Pity the Poor Exurbians
Suffer, bitches.
People who choose to live in sprawling “exurbs” are suffering in their cars—such long commutes, you see, can get to you after a while.
…life here is framed by hours spent in the car.It is a defining force, a frustrating, physical manifestation of the community’s stage of development, shaping how people structure their days, engage in civic activities, interact with their families and inhabit their neighborhoods. Ask residents why they moved here, and they tend to give the same answers: more house for the money, better schools, a lifestyle relentlessly focused on the family.
Ask them what the trade-off is, and most often they mention the traffic.
Chris Gray, 34, moved to Frisco with her husband eight years ago, eager for a bigger house in an affordable, family-oriented community. Ms. Gray quit her job as a financial consultant for Electronic Data Systems in Plano, the previous exurban boomtown just to Frisco’s south, and decided to become a stay-at-home mother for her two daughters. But her husband, who works near downtown Dallas, has paid the price.
“I can’t count on him being home before 7 o’clock,” she said. “Even if he leaves the office at 5:30, he’s not here until 7. This morning, he left at 5:30 and it took him 35 minutes. But if it’s raining outside, he can count on a two-hour drive.”
Let me look inside my heart and see if it’s breaking for the Gray family…
Nope.
You can have a family-focused life in the big city, Mrs. Gray—tons of people do it. And a family of four can live comfortably in an apartment in the city. It all depends on what you value. Do you value your time? Or do you just want “more house for the money”? If it’s all about having a “great room” and two spare bedrooms and a media room and a mud room then, by all means, go live in some soulless exurbian shithole.
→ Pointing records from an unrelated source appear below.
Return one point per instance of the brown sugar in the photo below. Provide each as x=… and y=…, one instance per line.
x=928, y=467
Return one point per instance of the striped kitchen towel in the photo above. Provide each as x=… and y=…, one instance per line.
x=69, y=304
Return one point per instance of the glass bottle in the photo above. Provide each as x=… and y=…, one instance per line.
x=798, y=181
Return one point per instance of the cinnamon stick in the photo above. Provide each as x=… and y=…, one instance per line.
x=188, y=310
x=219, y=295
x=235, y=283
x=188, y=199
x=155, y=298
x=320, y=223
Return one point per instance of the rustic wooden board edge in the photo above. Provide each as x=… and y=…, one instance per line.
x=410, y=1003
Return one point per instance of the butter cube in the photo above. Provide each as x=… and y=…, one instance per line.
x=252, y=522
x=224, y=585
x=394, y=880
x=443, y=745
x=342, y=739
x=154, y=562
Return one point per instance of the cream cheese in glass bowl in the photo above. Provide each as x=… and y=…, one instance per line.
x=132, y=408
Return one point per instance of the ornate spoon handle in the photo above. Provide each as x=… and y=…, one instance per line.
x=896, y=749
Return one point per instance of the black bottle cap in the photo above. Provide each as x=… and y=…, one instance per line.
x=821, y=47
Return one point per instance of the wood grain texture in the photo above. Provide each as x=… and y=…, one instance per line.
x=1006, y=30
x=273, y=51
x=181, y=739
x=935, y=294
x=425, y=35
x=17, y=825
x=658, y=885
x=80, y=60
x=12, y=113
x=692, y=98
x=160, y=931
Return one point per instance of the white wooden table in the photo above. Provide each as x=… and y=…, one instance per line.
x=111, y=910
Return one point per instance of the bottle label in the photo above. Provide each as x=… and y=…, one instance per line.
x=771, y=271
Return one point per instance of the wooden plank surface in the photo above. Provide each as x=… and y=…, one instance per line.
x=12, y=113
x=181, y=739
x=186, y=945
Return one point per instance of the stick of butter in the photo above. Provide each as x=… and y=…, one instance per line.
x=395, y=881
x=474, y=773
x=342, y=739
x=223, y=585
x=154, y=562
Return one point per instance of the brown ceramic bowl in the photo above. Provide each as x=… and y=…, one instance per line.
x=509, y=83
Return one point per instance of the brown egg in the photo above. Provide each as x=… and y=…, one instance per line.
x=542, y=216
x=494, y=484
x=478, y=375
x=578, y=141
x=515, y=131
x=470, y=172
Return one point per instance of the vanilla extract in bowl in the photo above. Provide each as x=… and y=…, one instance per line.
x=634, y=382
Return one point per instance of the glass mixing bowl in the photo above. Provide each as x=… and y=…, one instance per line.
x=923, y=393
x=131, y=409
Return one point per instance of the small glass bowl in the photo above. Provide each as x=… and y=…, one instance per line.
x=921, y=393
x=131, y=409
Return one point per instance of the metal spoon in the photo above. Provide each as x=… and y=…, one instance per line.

But don’t bitch about the traffic—all those other people clogging the roads made the same idiotic choice you did. You have no one to blame but each other for a lifestyle dominated by cars and for your husband’s two-hour commute.
Dan, not to disagree with your sentiment about this whiny exurbanite, do you know how expensive a condo in NYC is? How much more expensive it is than buying a house far, far away from the city? Living way the hell far from the city could be as much a matter of cost prohibition as it is petty personal tastes.
One of the consequences of building a dense urban paradise is that it drives housing costs through the damn roof due to demand and location. It's a factor conveniently ignored in the urban/suburban debate.